For a study published in Cell on Tuesday, a team led by investigators from Fudan University in China used single-cell RNA sequencing to create a spatial and temporal molecular roadmap of macrophages using immune cells from medically aborted fetuses.
The authors noted that macrophages, crucial in human organ development, organogenesis, homeostasis, and disease progression, have not been well studied in human embryonic development. Moreover, they added, it is unclear that the findings of macrophage diversity and origin seen in murine studies apply to human tissues.
For this study, the researchers collected 367 prenatal samples from 19 different time points between four and 26 weeks post-conception, enabling them to examine nearly 300,000 cells. The samples came from tissues of 52 human embryos recovered from healthy pregnant women who underwent medical abortions at the Shenzhen University General Hospital and Shenzhen Baoan Maternal and Child Health Hospital. The authors wrote that crown-heel length and morphological features were used to determine each embryo's developmental stage.
By studying all the samples, the researchers found that immune cells in different organs diversified at various stages of embryonic development.
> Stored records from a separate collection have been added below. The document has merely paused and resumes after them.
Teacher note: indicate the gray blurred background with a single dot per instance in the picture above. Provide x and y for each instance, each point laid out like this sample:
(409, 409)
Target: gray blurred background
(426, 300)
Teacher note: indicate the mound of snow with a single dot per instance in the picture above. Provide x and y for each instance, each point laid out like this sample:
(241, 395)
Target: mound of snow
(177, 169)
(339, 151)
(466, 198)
They noted that macrophages showed the highest tissue-specific subtype diversity among all immune cells.
Meanwhile, using RNA sequencing and flow cytometry, the researchers identified microglia-like cells residing in tissues such as the fetal skin, testicle, and heart that were morphologically similar to the microglia seen in the central nervous system (CNS). This finding challenged the long-held view that microglia are confined and evolved to adapt only to the CNS.
Since the microglia-like cells were most abundant in the epidermis, the researchers conducted a detailed examination of the fetal skin samples and noted that these cells were prevalent in the skin of the back and head, compared with the skin of the limbs and abdomen. Depleting the microglia-like cells in the fetal skin affected the differentiation of neural crest cells along the melanocyte lineage.
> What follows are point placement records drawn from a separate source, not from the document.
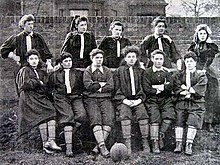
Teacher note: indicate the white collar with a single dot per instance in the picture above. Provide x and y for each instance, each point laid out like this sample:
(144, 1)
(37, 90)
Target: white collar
(95, 68)
(31, 34)
(156, 69)
(191, 71)
(157, 36)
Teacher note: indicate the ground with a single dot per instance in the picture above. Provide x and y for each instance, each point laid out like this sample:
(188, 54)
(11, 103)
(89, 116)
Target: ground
(14, 151)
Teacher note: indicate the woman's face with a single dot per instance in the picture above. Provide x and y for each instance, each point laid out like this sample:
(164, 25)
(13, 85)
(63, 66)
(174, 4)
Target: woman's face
(33, 60)
(116, 31)
(82, 26)
(29, 26)
(131, 58)
(67, 63)
(160, 28)
(190, 63)
(202, 35)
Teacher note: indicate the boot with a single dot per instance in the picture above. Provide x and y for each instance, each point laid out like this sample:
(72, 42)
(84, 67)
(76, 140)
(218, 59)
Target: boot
(164, 127)
(146, 147)
(68, 135)
(154, 132)
(144, 128)
(179, 138)
(128, 145)
(51, 133)
(178, 148)
(104, 151)
(209, 127)
(126, 131)
(188, 150)
(161, 139)
(155, 146)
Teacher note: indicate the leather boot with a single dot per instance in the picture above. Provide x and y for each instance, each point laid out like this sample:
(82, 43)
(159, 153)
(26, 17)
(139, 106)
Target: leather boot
(188, 150)
(161, 139)
(155, 147)
(178, 148)
(128, 144)
(104, 151)
(146, 147)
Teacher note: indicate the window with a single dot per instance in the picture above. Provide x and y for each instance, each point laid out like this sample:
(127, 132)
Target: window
(83, 12)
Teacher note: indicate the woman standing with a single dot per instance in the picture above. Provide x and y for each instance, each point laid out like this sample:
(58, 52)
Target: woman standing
(79, 42)
(206, 50)
(112, 45)
(35, 108)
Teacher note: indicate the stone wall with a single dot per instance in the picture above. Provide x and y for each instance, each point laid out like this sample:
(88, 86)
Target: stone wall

The study also found a population called the proangiogenic macrophage (PraM) in the perivascular space. Unlike the other tissue-specific macrophages, PraMs didn't show tissue-specific signatures. However, the authors wrote that these also originated from yolk sac-derived macrophage progenitors like the microglia.
"Our study provides a comprehensive map of the heterogeneity and developmental dynamics of human macrophages and unravels their diverse functional roles during development," they concluded.
Highlighting the limitations of the analysis, they wrote that some of the macrophage subtypes may have been underrepresented due to low abundance and difficulty in isolating cells.
The researchers noted that follow-up research is necessary to find out if the microglia-like cells are also present in similar anatomical locations of mice and other species. Furthermore, they said more investigation was required to uncover the molecular mechanisms underlying the interactions between epidermis-resident microglia-like cells and neural crest cells.